Example of class documentation:
class ColumnBuilder(AbstractBuilder):
"""Builds thrift FieldSchema object."""
def __init__(self, name: str, type: str, comment: str = None) -> None:
"""
Constructor.
:param name: name of the field
:param type: type of the field
:param comment: column's comment
"""
self.name = name
self.type = type
self.comment = comment
TL;DR: Just run make tests
to check if your code is fine.
This project is thoroughly tested as of the time of this writing. Unit tests rely under the test module and integration tests under the integration_test module. pytest is used to write all of this project's tests.

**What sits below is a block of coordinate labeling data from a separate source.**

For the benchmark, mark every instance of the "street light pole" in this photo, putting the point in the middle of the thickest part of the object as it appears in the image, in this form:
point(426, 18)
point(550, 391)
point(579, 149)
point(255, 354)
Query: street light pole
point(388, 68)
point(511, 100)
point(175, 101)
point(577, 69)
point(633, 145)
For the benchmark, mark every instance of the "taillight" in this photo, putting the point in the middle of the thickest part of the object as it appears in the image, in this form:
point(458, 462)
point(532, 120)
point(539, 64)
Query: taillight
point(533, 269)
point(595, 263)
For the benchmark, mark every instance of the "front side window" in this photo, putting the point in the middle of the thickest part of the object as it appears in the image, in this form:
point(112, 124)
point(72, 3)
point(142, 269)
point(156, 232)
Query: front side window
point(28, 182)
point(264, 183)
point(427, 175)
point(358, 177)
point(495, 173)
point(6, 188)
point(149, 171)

Before opening a PR, check if all your new code is 100% covered with tests.
The make tests
executes both integration and unit tests. But you can run just
unit tests with the make command at the project's root:
make unit-tests
You can run the integration tests in the same fashion:
make integration-test
Style check is available through make too:
make style-check
- First install requirements running
make requirements-docs
. - To recreate .rst files run
make update-docs
. If a new module was added, edit docs/source/index.rst file to add the rst file for the module manually. - To test the documentation generated run
make docs
. It will generate html documentation files in docs/build/html folder.
Please follow the guidelines described here.

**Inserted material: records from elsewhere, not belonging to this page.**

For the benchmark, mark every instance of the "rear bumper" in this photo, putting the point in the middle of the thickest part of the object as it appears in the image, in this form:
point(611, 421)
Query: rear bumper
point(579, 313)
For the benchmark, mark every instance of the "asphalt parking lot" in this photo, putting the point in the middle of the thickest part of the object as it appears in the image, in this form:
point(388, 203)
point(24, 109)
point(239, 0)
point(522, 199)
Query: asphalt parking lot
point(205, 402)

Pull Request is, in summary, a request for changing code in a given repository.
They're are typically used by teams for shared collaboration and feature work or bug fixes. The idea is to make sure well written and bug-free code gets pushed to the repository. It is a way to develop high-quality code.
Once you make changes you need in your code in the branch, you submit a PR. Once submitted, interested parties will perform a code review and provide you with any feedback/changes needed. So, it's important that your PR follow some principles:
First all, your branch name should be meaningful. Remember that this is the first description of your code change and anybody can checkout into your branch to use or review it.
There are two patterns to the branch name:
- camelCase:
addPrGuidelines
- kebab:
add-create-pr
(we prefer this one)
And a good practice in some repository is to follow the features/bugfixes branches: feature/add-create-pr
Before you start working on a story/feature, make a mental/written note on how you want to break it down into several smaller pull requests, so it's possible to define a sufficient narrow scope for your changes. Also do not forget to assign yourself regarding the PR.
It is essential to have a good description of your PR, but.. what is a good description?
We usually consider a good description when it has:
- Explain the context of that feature/fix;
- Why and how it's done;
- Unit and integration tests, when applicable;
Basically, this can be achieved by simply following our PR template. :)
In all project, we have different labels, like "WIP", "review", "bug", etc. Consider always adding the right label to make your reviewers' lives easier.